- Born: September 16, 1975 (age 50) Wauwatosa, Wisconsin, United States
- Occupation: Strongman
- Height: 6 ft 4 in (1.93 m)
- Partner: Juli Peterson
- Children: Torrie, Callie, Chelsie
- Website: tosabarbell.com

= Matt Wanat =

American strongman

Matt Wanat (born September 16, 1975) is a professional Strongman competitor from Wauwatosa, Wisconsin.

==Strongman==
After playing football as a walk on at University of Iowa his freshman year, Matt concentrated on his Chemical Engineering degree. He began competing in Strongman in 2003 in New London Wisconsin taking second place to Sam McMahon at his first contest. He also competed at Amateur Nationals that year against other (now Pro's) Sam McMahon; Dave Ostlund; Travis Ortmeyer; and Van Hatfield. After competing twice, taking a 2nd and 1st in 2005 contests, Matt earned his Pro card in June 2005 at the Strongest Man on Grand contest in St. Paul, Minnesota. He took first in the Amateur class and third overall to Dave Ostlund and Jason Bergmann. He also competed that year at Utah's Strongest Man taking third to Travis Ortmeyer (1st) and Kevin Nee (2nd.)

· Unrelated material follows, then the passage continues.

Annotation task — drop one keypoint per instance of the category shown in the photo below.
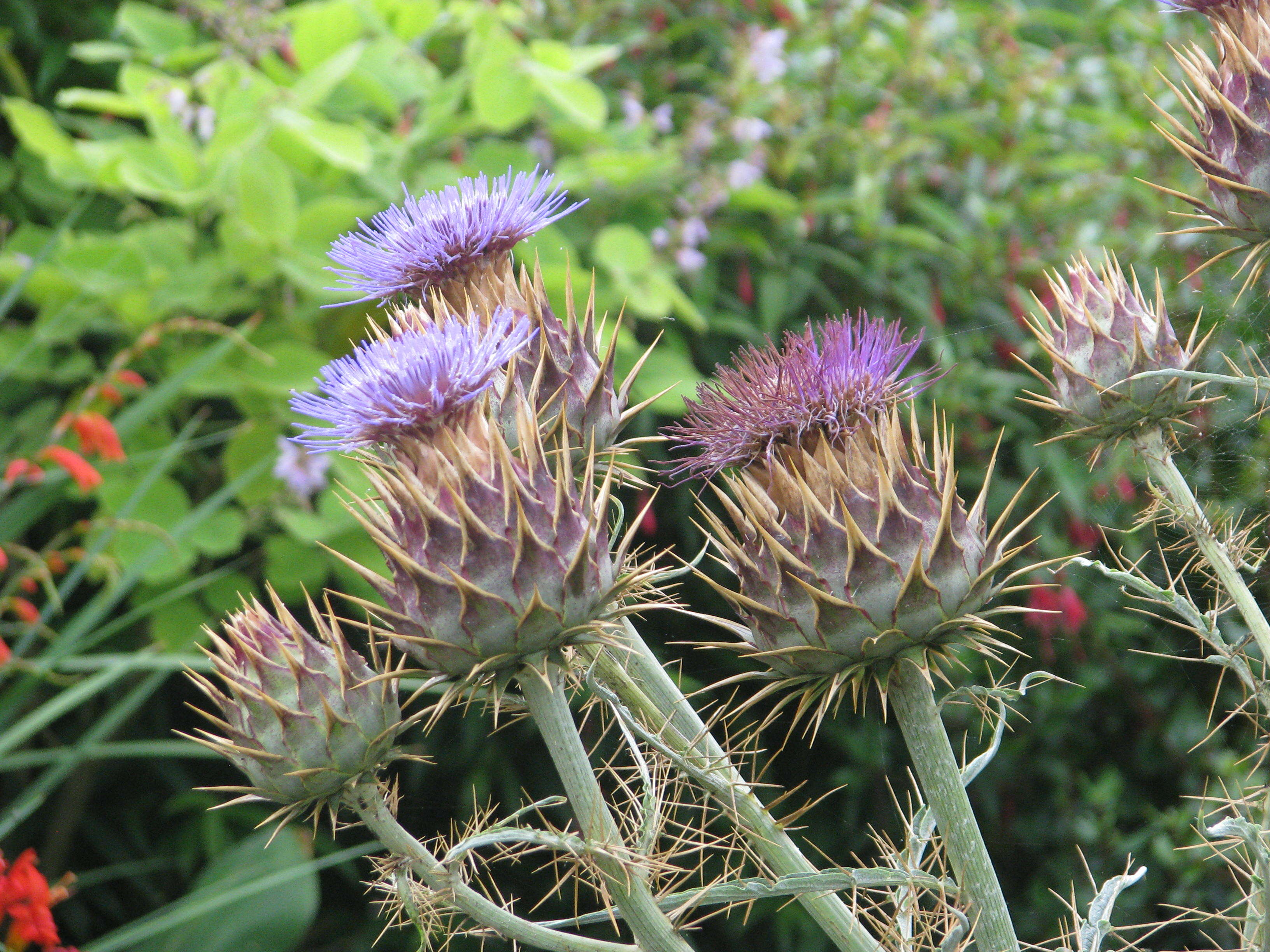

In 2006, Matt competed in the World's Strongman Challenge taking 6th behind such Strongman as Zydrunas Savickas and Derek Poundstone.

In 2007, Matt competed at the Fresno Pro Qualifier to qualify for Nationals. He competed at America's Strongest Man in Charlotte, NC and placed 7th. Matt also competed at IFSA Worlds in Geumsan, South Korea. While in South Korea, Matt met the Strongman Champions League promoters Ilkka Kinnunen and Marcel Mostert.

Matt competed in the Ukraine and Team USA v. Team Union in Belarus in 2008.

Matt's Strongman career took off in 2009 at an American Strongman Live show in Anderson, S.C. He also competed in American Strongman Live in Tulsa, O.K. and competed in his first Strongman Champions League competition in Finland in May. He has gone on to compete with Champions League in such locations as Holland; Slovakia; Serbia; South Africa; and Gibraltar.

Matt currently trains at his home gym and sometimes trains events with others at Winner's Edge Sports Performance.

Matt's biggest influence in Strongman has come from Bill Kazmaier, Zydrunas Savickas and Karl Gillingham.

Matt's recent accomplishment is his 5th-place finish at the World Loglift Championships in Vilnius, Lithuania.

==Personal==
Matt grew up in Wauwatosa, Wisconsin, a suburb of Milwaukee. The eldest of six children, he received support of his sisters Kari (Wanat-Sperry), Becky (Oiler), brother T.J., sisters Kitty (Berkovitz), and Alli. His parents, Tom (Iowa alumn and former offensive tackle for the Hawkeyes) and Jean (also Iowa alumn) have also been a constant influence in Matt's life. Matt has three step-daughters Tori, Callie, and Chelsie. He now resides in 'Tosa with his wife (Juli Peterson) and her son, Oscar along with their two Kuvasz, Preacher and Dazzle.